China launched a Long March rocket Sunday and successfully orbited a Yaogan observation satellite believed to be on a naval surveillance mission, according Chinese state media and independent analysts.

A Long March 4C rocket lifted off at 0406 GMT Sunday Nov. 25 (11:06 p.m. EST Saturday) from the Jiuquan launching base in northwest China. The three-stage rocket placed the Yaogan 16 payload into a 680-mile-high orbit with an inclination of 63.4 degrees, according to U.S. military tracking data.

Launch occurred at 12:06 p.m. Beijing time, the state-run Xinhua news agency reported.

The satellite was designed by the China Aerospace Science and Technology Corp., a state-owned space contractor, according to the Xinhua news agency.

Xinhua reported Yaogan 16 is "designed for a variety of uses, including technological experimentation, land resource surveying, agricultural yield estimation and disaster prevention and reduction."

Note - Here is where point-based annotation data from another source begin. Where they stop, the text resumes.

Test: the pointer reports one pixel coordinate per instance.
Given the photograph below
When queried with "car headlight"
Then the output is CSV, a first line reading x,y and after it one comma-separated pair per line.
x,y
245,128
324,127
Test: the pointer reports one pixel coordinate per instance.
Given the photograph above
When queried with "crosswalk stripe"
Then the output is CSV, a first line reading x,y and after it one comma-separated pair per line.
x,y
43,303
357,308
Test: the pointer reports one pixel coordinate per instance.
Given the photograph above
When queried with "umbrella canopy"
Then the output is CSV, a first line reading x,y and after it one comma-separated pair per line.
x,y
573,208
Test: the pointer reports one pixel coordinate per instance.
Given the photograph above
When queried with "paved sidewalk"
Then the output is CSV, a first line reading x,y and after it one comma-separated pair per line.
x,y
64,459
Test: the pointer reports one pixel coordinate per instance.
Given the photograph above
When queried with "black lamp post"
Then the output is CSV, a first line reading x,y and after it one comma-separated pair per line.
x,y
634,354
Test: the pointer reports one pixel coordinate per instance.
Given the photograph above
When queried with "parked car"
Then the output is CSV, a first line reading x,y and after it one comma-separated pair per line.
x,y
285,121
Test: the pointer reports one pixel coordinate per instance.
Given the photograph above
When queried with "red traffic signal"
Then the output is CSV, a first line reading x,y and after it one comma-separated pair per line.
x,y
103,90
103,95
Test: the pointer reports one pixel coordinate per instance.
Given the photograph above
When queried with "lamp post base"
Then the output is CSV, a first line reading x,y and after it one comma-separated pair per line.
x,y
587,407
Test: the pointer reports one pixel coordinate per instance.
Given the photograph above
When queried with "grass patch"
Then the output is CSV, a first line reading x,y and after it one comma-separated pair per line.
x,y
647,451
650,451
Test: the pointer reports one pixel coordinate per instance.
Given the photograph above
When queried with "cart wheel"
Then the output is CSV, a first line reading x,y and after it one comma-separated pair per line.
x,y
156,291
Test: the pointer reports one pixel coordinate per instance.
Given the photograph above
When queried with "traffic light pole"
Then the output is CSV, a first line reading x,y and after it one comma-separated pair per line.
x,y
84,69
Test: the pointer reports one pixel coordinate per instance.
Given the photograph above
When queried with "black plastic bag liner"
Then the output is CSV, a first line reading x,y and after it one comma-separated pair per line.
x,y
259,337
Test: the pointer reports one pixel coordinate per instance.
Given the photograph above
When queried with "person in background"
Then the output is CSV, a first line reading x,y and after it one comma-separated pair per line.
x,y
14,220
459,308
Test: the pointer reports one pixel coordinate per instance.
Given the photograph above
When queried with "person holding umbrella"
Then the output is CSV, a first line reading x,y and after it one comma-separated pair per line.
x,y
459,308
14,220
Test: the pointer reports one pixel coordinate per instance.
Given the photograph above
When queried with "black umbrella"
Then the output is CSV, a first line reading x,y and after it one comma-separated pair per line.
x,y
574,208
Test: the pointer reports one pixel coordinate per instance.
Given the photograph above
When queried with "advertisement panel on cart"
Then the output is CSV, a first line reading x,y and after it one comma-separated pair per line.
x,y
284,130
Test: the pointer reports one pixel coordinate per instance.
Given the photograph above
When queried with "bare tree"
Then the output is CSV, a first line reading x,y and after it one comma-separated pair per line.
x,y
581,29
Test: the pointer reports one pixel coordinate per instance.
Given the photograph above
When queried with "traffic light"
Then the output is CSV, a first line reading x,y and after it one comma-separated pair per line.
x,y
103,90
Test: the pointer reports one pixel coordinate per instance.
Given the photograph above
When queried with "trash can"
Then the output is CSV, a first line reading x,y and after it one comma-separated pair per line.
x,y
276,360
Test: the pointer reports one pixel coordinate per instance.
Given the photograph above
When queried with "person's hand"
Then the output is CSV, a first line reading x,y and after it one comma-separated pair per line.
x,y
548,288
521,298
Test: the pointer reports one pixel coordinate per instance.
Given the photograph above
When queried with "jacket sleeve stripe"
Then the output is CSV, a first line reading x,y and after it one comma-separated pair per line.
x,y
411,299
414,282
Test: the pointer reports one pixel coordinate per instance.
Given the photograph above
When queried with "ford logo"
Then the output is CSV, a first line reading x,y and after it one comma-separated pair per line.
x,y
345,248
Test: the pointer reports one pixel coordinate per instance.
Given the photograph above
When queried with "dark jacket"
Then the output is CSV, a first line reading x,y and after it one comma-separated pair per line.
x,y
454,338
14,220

But the launch of Yaogan 16 and its orbit suggest similarities to a satellite mission launched in March 2010, which consisted of three spacecraft flying in close formation. Experts believe the satellites track ship movements with optical and radar observation instruments.

Experts believe the Yaogan 16 payload may also include three satellites.

China's naval observation satellites are the counterpart to the U.S. National Reconnaissance Office's Naval Ocean Surveillance System, or NOSS, which include two or three formation-flying satellites in similar orbits.

China's Yaogan satellites are likely run by the Chinese military, according to Western analysts.

Sunday's mission marked the 17th space launch of the year by China.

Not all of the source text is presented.